Pas De Deux

Informazioni Evento

Luogo
IL LABORATORIO
Via Del Moro 49/50, Roma, Italia
(Clicca qui per la mappa)
Date
Dal al

Martedì- Domenica 18,00- 21,30

Vernissage
27/05/2014

ore 19

Curatori
Stefania Fabri
Generi
arte contemporanea, doppia personale

Nulla è lasciato al caso, tutto è ripetuto in differenti accezioni per un’indagine sempre più intensa che unisce la percezione alla ricerca interiore.

Comunicato stampa

Pas de deux: abbinamenti non casuali
di Stefania Fabri
Pur essendo molto diversi, Sabine Pagliarulo e Massimo Melloni sono in qualche modo accomunati da una stessa attitudine poetica, che li induce a tradurre nelle loro opere un’acuta sensibilità nei confronti delle ‘messe in scena del reale’ traducendole in forme ideali ma pertinenti. Nulla è lasciato al caso, tutto è ripetuto in differenti accezioni per un’indagine sempre più intensa che unisce la percezione alla ricerca interiore.
“Ho derubato i boschi”
“Ho derubato i Boschi - / I fiduciosi Boschi - / Gli innocenti Alberi/ Mostravano i loro Ricci e i loro muschi / Per compiacere la mia fantasia - /Esplorai curiosa i loro ninnoli - /Afferrai - strappai via - / Che dirà l'austero Abete - / Che dirà la Quercia?”. Questi versi di Emily Dickinson descrivono felicemente il vagabondare di Sabine Pagliarulo nei segni che la contraddistinguono, non solo per il ritrovamento nelle sue ceramiche di forme tra l’astratto e il vegetale, ma soprattutto per quel divertimento soave che si percepisce, quella partecipazione e quel riconoscimento alla natura, che accompagna le sue forme.
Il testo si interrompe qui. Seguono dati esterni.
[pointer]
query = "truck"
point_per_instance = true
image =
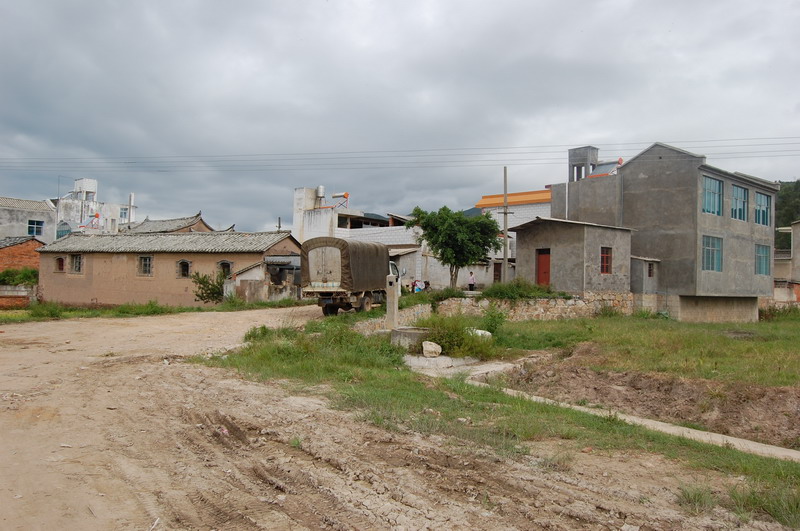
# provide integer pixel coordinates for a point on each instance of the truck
(345, 274)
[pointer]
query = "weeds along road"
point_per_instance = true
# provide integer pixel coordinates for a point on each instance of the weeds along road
(103, 426)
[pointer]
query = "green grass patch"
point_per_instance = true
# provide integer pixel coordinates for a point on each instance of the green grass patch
(763, 353)
(367, 374)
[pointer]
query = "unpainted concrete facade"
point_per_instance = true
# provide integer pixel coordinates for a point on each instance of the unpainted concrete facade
(575, 255)
(659, 193)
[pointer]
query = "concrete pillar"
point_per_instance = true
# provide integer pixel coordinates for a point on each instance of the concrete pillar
(392, 301)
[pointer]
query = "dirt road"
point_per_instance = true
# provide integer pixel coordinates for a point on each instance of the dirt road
(103, 426)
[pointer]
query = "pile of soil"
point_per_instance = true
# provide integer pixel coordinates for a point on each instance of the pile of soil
(758, 413)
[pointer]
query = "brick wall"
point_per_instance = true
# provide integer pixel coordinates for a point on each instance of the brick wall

Ma non ci si può fermare qui, perché la personalità di Sabine, ha attinenza anche con ‘quell’anima sentinella’, citata da Rimbaud, che non si contenta di ammirare le forme naturali, ma va in cerca anche di quelle increspature che denotano un abbandono al trascorrere del tempo che dissecca e asciuga.

Un velo di Maya nelle trasparenze
Le opere di Massimo Melloni, che non si possono definire solo ‘pitture’, sono meticolosamente preparate attraverso diverse ‘velature’. Questa tecnica così accurata si può interpretare come una moderna concezione del velo di Maya, quale è stato definita da Schopenhauer, cioè qualsiasi fenomeno materiale è solo parvenza, illusione, sogno: “un velo ingannatore, che avvolge gli occhi dei mortali e fa loro vedere un mondo del quale non può dirsi né che esista, né che non esista, perché Maya rassomiglia al sogno, rassomiglia al riflesso del sole sulla sabbia, che il pellegrino da lontano scambia per acqua” . Il mondo dunque è una propria rappresentazione, una propria personale illusione ottica. Ma per Massimo Melloni tutto questo non ha un’accezione pessimistica, infatti è possibile rovesciare questo assioma e immergersi in queste trasparenze rendendo la realtà più accettabile, perché esse ci separano dalle forme disordinate del reale.